Daniele Greco (born 27 April 1988) is an Italian footballer who plays as a midfielder.

==Club career==
Born in Rome, capital of Italy (and Lazio region), Greco started his career at one of the two Serie A teams of Rome – S.S. Lazio. He was selected for various youth levels of the national team until he left the club in mid-2007. Greco, along with Lucas Correa, Matteo Merini and Simone Santarelli, were signed by Gallipoli in late July. Greco failed to play any game in 2007–08 Serie C1 until he left for Sassuolo in January 2008. He won both Serie C1 (group A) and Supercoppa di Serie C1 with Sassuolo. However, he only played once in the league and did not play in the grand final (super cup) between the two group winners.

===Sorrento===
Greco left for another third division club Sorrento in 2008–09 Lega Pro Prima Divisione in co-ownership deal. In June 2009, Lazio gave up the remain 50% registration rights for free after he had only played 5 times. In 2009–10 Lega Pro Prima Divisione, Greco played 20 times, including 14 starts. However, Greco left Sorrento for Paganese of the same group.
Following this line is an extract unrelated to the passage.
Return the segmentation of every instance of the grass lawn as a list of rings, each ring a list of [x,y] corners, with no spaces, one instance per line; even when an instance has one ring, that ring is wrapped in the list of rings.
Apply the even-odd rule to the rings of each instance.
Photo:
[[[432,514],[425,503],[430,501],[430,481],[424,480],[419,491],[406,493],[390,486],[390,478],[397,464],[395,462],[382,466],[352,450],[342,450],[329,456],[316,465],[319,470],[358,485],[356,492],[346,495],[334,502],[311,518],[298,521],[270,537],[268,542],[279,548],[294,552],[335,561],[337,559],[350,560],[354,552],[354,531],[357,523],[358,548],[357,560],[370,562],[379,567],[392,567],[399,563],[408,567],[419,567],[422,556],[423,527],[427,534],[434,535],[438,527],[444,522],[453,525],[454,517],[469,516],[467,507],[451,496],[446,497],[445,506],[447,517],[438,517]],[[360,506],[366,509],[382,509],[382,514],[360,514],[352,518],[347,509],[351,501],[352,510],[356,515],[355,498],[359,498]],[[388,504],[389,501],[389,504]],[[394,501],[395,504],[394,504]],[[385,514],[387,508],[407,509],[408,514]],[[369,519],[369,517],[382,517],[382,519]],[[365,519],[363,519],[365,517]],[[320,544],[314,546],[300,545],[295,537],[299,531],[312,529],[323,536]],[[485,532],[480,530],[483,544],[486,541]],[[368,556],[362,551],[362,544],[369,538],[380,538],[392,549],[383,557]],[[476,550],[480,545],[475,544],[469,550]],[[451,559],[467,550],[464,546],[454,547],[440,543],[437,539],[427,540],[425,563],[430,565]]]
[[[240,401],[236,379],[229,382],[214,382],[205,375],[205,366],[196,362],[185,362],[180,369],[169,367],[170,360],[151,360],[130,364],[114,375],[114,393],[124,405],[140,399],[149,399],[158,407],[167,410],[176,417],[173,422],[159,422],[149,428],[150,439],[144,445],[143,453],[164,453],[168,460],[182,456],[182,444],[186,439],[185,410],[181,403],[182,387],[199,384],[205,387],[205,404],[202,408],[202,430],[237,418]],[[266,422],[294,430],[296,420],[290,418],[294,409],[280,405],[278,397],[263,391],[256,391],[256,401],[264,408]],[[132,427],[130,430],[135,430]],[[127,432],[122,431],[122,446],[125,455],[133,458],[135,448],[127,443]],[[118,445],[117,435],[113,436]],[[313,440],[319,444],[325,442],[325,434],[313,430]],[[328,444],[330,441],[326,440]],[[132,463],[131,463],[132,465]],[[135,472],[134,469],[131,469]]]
Greco only played 10 times in 2010–11 Lega Pro Prima Divisione, all in the first half. Paganese were relegated at the end of the season as the last, and Sorrento finished as the runner-up of the league (originally the third before match-fixing scandal) and losing semi-finalists of promotion playoffs.

Greco was excluded from Sorrento's plan (aiming for promotion) again in the 2011–12 season. He only played once before left on loan to fourth division club Melfi. He was the second eldest player of the club at age 23, only 1 year younger than another mid-season signing Giancarlo Improta. Greco only made 4 starts from his 11 appearances. Melfi successfully avoided relegation with the young squad, and Sorrento failed to promote again as losing semi-finalists.

===Pro Patria===
On 31 August 2012 he left for Pro Patria.

==International career==
Greco capped 4 times for the Italy U15 team in June 2003. He also capped 4 times for the same U17 feeder team in the whole 2003–04 season. He played 7 friendlies for the Italy national under-17 football team and played all 4 matches in the 2005 UEFA European Under-17 Football Championship. The team finished as the third. The team also went to 2005 FIFA U-17 World Championship. The club finished third in Group C and failed to quality to quarter-finals.

Greco also played twice in the 2007 UEFA European Under-19 Football Championship elite qualification. The team had a bye to the elite qualification but failed to qualify for the finals.

His last cap was for Italy national under-20 football team in 2007–08 Four Nations Tournament on 14 November 2007.